Hinson joined his former colleague Marshall Sprung, now a managing director and head of global compliance at Blackstone, in parsing the most pressing regulatory issues of the day. Hinson was peppered with questions from Sprung and the audience about the agency’s enforcement priorities and he also discussed the challenges relating to its long-discussed effort to standardize its marketing rules.
pfm’s sister title PERE has compiled a list of the top takeaways from the conversation.
1. Be explicit about fees: Some managers are happy to provide a list of services they could charge investors for, should they so choose. However, the SEC does not look favorably on this practice. Instead, it would prefer that firms explicitly state what their fees cover and provide updates when that list changes.
2. Watch how salaries are expensed: A frowned-upon practice by real estate fund managers is expensing salaries for “on-site” employees that should be classified as off-site. On-site should refer to maintenance staff, security personnel and others in charge of day-to-day operations of a building. Service providers such as lawyers and accountants should not be treated differently. Apply common sense when differentiating between employee types.
3. Consider high turnover a red flag: A sure-fire way to attract unwanted attention is a high rate of turnover at key positions such as chief compliance officer and auditor. A frequent changing of the guard raises concerns that people in oversight positions are being asked – or potentially pressured – into signing off on unscrupulous bookkeeping; it is likely to trigger an examination.
4. Follow best practices for valuation: The SEC is looking for three things when it comes to valuation: are managers following their disclosed investment guidelines? Are those guidelines reasonable? And are the managers sticking to prescribed schedules? The goal is to ensure that exiting investors do not unduly gain or lose relative to those that remain in the fund.
5. Beware of what goes into marketing: Performance reporting remains the focal point for the SEC on matters of marketing. The accuracy of performance reporting ultimately depends on valuation practices, so managers would be wise to clearly define their valuation policies and adequately address agency concerns before sharing figures with prospective investors.
6. Structure JV partnerships with caution: Disclosure is paramount when it comes to joint ventures. The SEC expects managers to disclose any pre-existing relationship with a joint venture partner that could potentially lead to a conflict. Regulators are also watching subscription lines of credit in these arrangements to make sure JV partners are not getting overly preferential treatment.
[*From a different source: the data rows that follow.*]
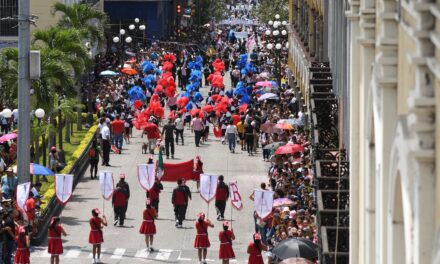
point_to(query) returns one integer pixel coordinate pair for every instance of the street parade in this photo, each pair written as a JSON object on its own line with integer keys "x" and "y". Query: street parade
{"x": 200, "y": 152}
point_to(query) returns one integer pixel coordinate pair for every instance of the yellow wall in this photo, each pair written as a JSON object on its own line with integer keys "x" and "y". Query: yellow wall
{"x": 42, "y": 8}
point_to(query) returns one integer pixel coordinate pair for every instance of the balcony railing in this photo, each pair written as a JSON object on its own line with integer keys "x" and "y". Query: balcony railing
{"x": 331, "y": 167}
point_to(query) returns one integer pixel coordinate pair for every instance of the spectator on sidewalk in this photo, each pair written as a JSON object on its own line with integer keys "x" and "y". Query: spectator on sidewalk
{"x": 118, "y": 132}
{"x": 168, "y": 130}
{"x": 197, "y": 127}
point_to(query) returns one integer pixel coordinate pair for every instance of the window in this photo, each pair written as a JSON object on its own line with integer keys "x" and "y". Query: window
{"x": 8, "y": 8}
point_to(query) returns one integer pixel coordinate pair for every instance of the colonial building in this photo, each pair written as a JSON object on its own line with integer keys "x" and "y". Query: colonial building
{"x": 367, "y": 72}
{"x": 394, "y": 73}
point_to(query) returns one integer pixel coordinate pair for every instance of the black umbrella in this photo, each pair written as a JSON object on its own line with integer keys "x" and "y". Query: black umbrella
{"x": 295, "y": 247}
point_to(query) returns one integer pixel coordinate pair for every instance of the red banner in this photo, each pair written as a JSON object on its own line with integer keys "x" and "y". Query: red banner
{"x": 174, "y": 171}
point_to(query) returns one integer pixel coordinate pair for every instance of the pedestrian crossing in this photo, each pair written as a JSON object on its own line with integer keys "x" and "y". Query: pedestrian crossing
{"x": 123, "y": 255}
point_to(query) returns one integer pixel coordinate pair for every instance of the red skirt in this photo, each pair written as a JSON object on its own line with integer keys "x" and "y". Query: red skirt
{"x": 226, "y": 251}
{"x": 202, "y": 241}
{"x": 253, "y": 259}
{"x": 55, "y": 246}
{"x": 95, "y": 237}
{"x": 148, "y": 227}
{"x": 22, "y": 256}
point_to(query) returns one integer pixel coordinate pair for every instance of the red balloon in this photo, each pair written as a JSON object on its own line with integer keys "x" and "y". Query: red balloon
{"x": 137, "y": 104}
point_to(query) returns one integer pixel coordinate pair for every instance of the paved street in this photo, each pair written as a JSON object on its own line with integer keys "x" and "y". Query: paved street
{"x": 126, "y": 245}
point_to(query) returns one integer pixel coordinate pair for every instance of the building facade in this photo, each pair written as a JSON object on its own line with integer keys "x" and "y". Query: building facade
{"x": 394, "y": 97}
{"x": 383, "y": 60}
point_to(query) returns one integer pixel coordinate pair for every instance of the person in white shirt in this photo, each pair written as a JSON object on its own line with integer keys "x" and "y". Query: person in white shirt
{"x": 231, "y": 135}
{"x": 180, "y": 125}
{"x": 106, "y": 146}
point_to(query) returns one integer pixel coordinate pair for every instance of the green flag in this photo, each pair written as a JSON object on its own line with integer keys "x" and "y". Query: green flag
{"x": 160, "y": 164}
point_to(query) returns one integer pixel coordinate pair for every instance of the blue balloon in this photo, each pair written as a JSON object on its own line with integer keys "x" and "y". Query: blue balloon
{"x": 189, "y": 106}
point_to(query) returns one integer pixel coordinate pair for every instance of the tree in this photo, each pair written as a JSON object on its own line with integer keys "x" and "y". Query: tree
{"x": 267, "y": 9}
{"x": 90, "y": 22}
{"x": 207, "y": 10}
{"x": 84, "y": 18}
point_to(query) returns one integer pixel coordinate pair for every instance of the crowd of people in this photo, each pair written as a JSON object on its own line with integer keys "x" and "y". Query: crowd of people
{"x": 149, "y": 99}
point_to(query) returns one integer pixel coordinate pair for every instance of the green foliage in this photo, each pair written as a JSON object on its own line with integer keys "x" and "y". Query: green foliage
{"x": 90, "y": 22}
{"x": 267, "y": 9}
{"x": 210, "y": 9}
{"x": 67, "y": 41}
{"x": 72, "y": 154}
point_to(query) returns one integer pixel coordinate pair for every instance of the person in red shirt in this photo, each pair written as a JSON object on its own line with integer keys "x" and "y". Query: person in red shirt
{"x": 221, "y": 196}
{"x": 148, "y": 228}
{"x": 180, "y": 201}
{"x": 119, "y": 202}
{"x": 118, "y": 132}
{"x": 54, "y": 242}
{"x": 254, "y": 250}
{"x": 153, "y": 194}
{"x": 226, "y": 236}
{"x": 202, "y": 241}
{"x": 153, "y": 134}
{"x": 30, "y": 211}
{"x": 95, "y": 236}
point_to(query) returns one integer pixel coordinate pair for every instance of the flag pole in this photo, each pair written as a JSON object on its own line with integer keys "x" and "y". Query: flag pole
{"x": 209, "y": 195}
{"x": 103, "y": 198}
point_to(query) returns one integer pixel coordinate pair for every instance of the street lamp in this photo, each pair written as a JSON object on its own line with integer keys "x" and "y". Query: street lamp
{"x": 39, "y": 113}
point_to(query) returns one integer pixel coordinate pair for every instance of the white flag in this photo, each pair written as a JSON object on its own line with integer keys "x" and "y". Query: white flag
{"x": 23, "y": 194}
{"x": 208, "y": 186}
{"x": 263, "y": 201}
{"x": 63, "y": 187}
{"x": 107, "y": 185}
{"x": 236, "y": 201}
{"x": 146, "y": 175}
7. Always document supplemental disclosures: Sometimes conflicts arise, or fund policies change after a limited partner agreement is signed. In these situations, managers are encouraged to distribute supplemental disclosures. Managers should document these follow-up correspondences in case an SEC examination occurs. The agency in unlikely to take firms at their word alone.
8. Back up claims about affiliated service providers: Many managers make use of affiliated service providers and the SEC has no problem with this practice in theory. However, those that promote these arrangements as being done “at or below market rate” should make great efforts to authenticate that assertion. The SEC has tested some of those claims and found the opposite to be true: service providers were charging their affiliated managers more than they were charging other, non-affiliated managers.
9. Make better use of LPACs: Many issues that arise between managers and investors – such as conflicts of interest and other disclosures – could be mitigated in short order by limited partner action committees. However, many managers do not turn to LPACs and instead try to address their limited partners individually. While this is not a problem for the SEC, it does prove to be a rather inefficient practice for the manager.